CLL/SLL

ASCO 2019 | Obinutuzumab plus venetoclax is superior than combination with chlorambucil in naïve CLL with comorbidities

On Tuesday 4th June an oral abstract session took place at the 2019 American Society of Clinical Oncology (ASCO) Annual Meeting.
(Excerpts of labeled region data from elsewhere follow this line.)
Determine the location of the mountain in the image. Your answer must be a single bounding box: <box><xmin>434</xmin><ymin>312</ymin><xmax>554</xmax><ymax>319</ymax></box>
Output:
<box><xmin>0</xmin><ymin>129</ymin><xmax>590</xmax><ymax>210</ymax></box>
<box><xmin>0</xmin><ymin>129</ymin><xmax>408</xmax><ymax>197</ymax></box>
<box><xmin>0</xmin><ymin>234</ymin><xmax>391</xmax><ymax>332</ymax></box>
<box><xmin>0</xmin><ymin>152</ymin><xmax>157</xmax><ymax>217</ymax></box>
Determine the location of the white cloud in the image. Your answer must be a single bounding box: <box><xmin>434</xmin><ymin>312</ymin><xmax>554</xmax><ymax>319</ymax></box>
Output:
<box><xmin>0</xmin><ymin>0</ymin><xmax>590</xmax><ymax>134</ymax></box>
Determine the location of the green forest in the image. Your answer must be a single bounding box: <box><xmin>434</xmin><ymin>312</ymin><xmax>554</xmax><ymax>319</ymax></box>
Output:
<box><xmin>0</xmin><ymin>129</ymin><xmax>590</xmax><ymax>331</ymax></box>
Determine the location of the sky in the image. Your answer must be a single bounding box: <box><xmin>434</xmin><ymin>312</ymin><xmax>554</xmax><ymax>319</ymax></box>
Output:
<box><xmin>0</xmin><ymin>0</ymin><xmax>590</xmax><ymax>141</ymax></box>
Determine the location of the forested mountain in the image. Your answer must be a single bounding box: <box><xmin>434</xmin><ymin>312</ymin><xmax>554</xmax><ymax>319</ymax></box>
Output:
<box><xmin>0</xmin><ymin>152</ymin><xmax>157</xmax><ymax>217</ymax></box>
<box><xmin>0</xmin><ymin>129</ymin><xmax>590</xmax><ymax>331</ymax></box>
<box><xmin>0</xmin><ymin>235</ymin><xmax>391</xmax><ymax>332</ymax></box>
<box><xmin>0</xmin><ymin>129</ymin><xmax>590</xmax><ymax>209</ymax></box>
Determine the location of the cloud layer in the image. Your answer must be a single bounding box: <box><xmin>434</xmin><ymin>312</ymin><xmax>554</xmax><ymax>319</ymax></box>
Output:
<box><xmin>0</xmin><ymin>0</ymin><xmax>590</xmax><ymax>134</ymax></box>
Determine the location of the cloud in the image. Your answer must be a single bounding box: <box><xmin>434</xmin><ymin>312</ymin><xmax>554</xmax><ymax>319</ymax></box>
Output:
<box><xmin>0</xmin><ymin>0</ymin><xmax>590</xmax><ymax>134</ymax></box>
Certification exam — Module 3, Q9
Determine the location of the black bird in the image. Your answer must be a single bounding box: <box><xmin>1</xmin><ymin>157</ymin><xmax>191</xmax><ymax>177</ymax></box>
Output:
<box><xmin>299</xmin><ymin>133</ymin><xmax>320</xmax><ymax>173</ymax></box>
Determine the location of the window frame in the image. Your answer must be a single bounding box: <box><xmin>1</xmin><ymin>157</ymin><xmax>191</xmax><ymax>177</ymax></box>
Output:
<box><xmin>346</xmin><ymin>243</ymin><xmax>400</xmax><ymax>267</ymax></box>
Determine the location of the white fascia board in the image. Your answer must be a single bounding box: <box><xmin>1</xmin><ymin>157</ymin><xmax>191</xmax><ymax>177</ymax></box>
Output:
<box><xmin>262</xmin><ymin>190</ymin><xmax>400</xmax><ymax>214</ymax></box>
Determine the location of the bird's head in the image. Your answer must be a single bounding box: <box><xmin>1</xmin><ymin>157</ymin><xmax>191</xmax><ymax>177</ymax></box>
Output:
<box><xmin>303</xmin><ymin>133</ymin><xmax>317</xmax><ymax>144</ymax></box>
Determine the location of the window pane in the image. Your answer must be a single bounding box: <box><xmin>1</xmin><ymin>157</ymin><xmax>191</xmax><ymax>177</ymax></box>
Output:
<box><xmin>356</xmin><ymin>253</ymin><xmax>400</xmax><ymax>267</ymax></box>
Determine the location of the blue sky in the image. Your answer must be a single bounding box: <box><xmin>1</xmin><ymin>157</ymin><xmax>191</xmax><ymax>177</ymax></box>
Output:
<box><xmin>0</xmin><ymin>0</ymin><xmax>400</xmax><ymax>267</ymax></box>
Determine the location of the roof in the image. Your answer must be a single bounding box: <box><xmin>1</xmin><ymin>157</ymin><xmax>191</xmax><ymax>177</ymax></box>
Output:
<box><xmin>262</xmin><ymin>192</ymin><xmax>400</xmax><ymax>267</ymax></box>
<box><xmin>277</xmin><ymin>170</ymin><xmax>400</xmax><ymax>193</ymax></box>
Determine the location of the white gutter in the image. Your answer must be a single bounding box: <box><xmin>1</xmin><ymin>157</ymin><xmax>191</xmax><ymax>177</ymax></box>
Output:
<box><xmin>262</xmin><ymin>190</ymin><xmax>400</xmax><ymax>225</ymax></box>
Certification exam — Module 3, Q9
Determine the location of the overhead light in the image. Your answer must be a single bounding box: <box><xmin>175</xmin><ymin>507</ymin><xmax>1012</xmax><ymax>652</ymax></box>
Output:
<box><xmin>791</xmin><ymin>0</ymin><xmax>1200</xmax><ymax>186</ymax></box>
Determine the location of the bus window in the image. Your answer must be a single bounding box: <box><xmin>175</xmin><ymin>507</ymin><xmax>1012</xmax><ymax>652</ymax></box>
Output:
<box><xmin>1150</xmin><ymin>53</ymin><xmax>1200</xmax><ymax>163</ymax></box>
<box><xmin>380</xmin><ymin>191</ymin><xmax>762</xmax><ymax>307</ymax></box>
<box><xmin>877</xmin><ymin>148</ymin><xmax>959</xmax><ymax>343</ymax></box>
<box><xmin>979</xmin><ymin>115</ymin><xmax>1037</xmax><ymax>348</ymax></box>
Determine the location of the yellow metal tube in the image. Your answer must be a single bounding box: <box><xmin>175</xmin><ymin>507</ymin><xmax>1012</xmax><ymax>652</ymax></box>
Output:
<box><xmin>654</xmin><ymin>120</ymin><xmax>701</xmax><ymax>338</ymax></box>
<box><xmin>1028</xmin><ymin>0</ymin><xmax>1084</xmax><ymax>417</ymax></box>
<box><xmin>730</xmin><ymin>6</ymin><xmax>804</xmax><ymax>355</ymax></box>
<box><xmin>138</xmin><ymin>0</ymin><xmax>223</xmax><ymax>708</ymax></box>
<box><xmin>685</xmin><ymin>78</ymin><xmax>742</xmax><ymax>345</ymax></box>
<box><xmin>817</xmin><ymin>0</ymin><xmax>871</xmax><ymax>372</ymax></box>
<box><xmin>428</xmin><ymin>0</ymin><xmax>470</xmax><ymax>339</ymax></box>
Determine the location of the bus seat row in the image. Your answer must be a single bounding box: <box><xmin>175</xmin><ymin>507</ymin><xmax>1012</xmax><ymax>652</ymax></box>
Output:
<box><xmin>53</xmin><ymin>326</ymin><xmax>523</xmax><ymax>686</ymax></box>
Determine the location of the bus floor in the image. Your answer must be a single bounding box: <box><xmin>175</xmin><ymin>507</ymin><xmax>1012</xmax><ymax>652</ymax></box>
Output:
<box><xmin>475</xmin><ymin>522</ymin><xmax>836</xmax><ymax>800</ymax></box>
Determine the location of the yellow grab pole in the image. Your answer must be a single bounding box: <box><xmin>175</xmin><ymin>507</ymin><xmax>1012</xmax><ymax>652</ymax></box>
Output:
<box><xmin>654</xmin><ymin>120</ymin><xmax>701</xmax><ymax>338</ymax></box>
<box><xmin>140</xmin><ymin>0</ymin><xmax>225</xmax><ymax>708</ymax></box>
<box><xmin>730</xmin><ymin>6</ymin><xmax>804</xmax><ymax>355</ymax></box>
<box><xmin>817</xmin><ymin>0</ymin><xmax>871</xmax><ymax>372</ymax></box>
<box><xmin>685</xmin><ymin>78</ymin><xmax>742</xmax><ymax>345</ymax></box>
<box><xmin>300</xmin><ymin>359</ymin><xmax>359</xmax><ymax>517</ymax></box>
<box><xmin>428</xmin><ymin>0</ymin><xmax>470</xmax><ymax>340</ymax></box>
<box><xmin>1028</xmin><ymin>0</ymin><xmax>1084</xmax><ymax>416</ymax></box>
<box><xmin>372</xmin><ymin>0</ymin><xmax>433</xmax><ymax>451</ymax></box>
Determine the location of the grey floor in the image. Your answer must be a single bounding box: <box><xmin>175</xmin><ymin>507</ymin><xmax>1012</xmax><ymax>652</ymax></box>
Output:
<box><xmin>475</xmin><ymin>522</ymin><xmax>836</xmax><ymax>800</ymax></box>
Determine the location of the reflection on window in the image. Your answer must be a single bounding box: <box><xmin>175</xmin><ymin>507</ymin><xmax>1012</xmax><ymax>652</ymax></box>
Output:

During that session, Abstract 7502 was presented by Kirsten Fischer, University of Cologne, Cologne, DE, on the phase III CLL14 clinical trial.

This study (NCT02242942) compared the efficacy and safety of fixed-duration venetoclax plus obinutuzumab (VenG) against treatment with chlorambucil and obinutuzumab (ClbG) in patients with naïve chronic lymphocytic leukemia (CLL) and comorbidities. The primary endpoint of this multinational, open-label, phase III trial was progression-free survival (PFS). Secondary endpoints included, minimal residual disease (MRD) in peripheral blood (PB) or bone marrow (BM) three months after treatment completion, overall survival (OS), and response rates.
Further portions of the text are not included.